[PD] 'synced' number and slider

Jonathan Wilkes jancsika at yahoo.com
Mon Feb 1 23:54:04 CET 2010


--- On Fri, 1/29/10, Simon Wise <simonzwise at gmail.com> wrote:

> From: Simon Wise <simonzwise at gmail.com>
> Subject: Re: [PD] 'synced' number and slider
> To: "IOhannes m zmoelnig" <zmoelnig at iem.at>
> Cc: "Jonathan Wilkes" <jancsika at yahoo.com>, pd-list at iem.at
> Date: Friday, January 29, 2010, 4:50 AM
> IOhannes m zmoelnig wrote:
> > Jonathan Wilkes wrote:
> >> In other words, whether you send a value through
> an inlet to one of the linked iemguis, or use [send] to send
> a value to all the linked iemguis, it should set the value
> on all linked iemguis.
> > 
> > so how do you control a single iemgui then? (without
> side-effects to the
> >  linked friends?)
> 
> I often use linked sliders, to duplicate controls in
> different places, but rarely connect the inlets/outlets and
> only use the send/receive symbols and the mouse. It can save
> quite a bit of messing around controlling the sync manually,
> especially when an external control surface like the BFC2000
> is used. I assumed that the reason the graphical
> representation of these inlets and outlets disappear when
> the send and receive symbols are the same is that they
> become almost useless. When this special behaviour isn't
> what I want I use two different symbols.
> 
> Occasionally I have used the outlets, for special cases
> where slightly different behaviour is required depending on
> which slider was moved, and I guess the inlet is the way it
> is because it behaves internally the same as the receive
> symbol ... anyway it can be useful for some kinds of visual
> feedback, if used carefully.

Hi Simon,
     Thanks for the detailed reply.  It got me wondering a bit about the 
disappearing inlets/outlets on iemguis.

(For the following, "xlet" means inlet and/or outlet)

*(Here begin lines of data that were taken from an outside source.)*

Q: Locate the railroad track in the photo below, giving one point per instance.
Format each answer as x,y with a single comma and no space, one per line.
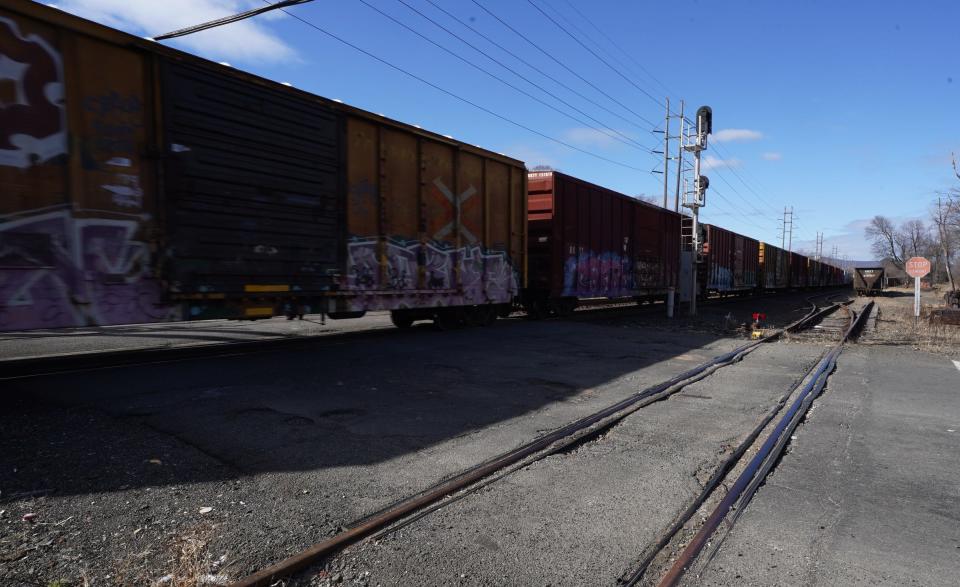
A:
414,507
95,360
746,476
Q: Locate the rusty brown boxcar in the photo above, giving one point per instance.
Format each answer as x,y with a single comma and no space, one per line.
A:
142,184
586,241
731,261
868,280
798,270
774,267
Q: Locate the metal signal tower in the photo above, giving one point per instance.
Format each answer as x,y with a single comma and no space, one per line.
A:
696,198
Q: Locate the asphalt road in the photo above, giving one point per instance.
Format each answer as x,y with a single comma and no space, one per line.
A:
869,492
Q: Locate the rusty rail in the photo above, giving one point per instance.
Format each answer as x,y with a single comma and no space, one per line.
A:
438,492
749,480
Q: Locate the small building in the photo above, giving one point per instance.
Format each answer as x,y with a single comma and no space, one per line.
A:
894,276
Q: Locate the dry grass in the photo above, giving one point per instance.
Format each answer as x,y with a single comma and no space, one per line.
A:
186,563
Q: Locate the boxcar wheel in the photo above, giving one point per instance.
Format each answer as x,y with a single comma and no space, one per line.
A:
488,315
401,319
447,319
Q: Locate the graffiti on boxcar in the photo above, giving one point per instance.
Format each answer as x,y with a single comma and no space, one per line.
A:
484,276
609,274
116,121
59,270
456,202
32,115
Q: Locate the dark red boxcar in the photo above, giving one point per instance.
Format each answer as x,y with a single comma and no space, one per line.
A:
731,259
798,270
586,241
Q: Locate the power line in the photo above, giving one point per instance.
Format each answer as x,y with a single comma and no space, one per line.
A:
228,19
594,53
652,125
736,208
539,87
617,46
756,193
735,190
455,96
498,78
535,68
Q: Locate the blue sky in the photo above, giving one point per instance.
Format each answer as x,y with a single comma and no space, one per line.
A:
851,106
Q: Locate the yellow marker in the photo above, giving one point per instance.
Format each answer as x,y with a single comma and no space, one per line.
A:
254,288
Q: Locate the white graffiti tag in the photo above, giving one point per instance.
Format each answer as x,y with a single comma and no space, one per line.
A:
457,202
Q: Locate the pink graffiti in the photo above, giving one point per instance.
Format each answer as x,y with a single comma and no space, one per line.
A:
465,276
57,270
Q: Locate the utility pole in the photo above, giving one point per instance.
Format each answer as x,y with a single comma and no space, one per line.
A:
666,155
676,194
696,199
787,227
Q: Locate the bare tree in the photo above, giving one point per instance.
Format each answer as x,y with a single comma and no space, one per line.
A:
915,238
941,219
887,241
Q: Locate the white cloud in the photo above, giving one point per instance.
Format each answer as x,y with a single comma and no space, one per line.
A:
711,162
736,134
590,136
244,41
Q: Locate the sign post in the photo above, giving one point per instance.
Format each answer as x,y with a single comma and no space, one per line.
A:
916,267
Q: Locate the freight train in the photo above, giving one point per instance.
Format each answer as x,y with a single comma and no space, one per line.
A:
145,184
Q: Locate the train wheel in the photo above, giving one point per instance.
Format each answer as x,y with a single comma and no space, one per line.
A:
537,310
401,319
473,315
448,319
488,315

>From what I can tell, disappearing xlets currently have two different 
meanings in pd (maybe more if there are externals that add some other 
meaning):
1) for gatom: when an xlet disappears it means a) you can no longer 
connect a wire to/from that xlet because b) that functionality has been 
replaced with a hidden nonlocal connection (specified under "Properties" 
by a send/receive symbol).
2) for iemguis: when an xlet disappears it means a) the (now 
invisible) xlet has been _supplemented_ with a hidden, nonlocal connection 
specified by a send/receive symbol, and additionally:
IF the send/receive symbol is the same, the output (other than that 
triggered with the mouse) will be suppressed-- otherwise the output will 
function as it normally does.

On top of this, there's the additional issue of whether the missing 
xlets on an iemgui are functional (passing messages somewhere in the 
patch) or aesthetic (have names like "$0-DUMMY-RCV-TO-MAKE-MY-BNGS-LOOK 
PRETTY").

To me, the aesthetic reason seems like the best justification for 
removing xlets visually on an iemgui: in this case, maybe the suppression 
of xlets (globally) could be associated with GOPs*, or only happen in 
runmode, with a tcl plugin.

I personally prefer iemgui flexibility over gatom's behavior.  But for 
patching clarity i think it would be best if something like the following 
were the behavior:
a) when one send or receive symbol is used (or two with different names) 
the xlet on the iemgui remains visible, and there's some additional visual 
cue (independently for each xlet) that hidden nonlocal connections are in 
play (maybe paint them red?)
b) when an iemgui send/receive pair is given the same symbol, a different 
visual cue is used to identify the suppresion of output (maybe greyed out 
outlet, and turns black when output is triggered with the mouse).

* Or GOP Properties could have checkboxes to set this and other behavior: 
e.g., show or hide xlets, connections, non-GUI objects, msg boxes; allow 
or disallow editing visible objects in the GOP window in editmode, etc.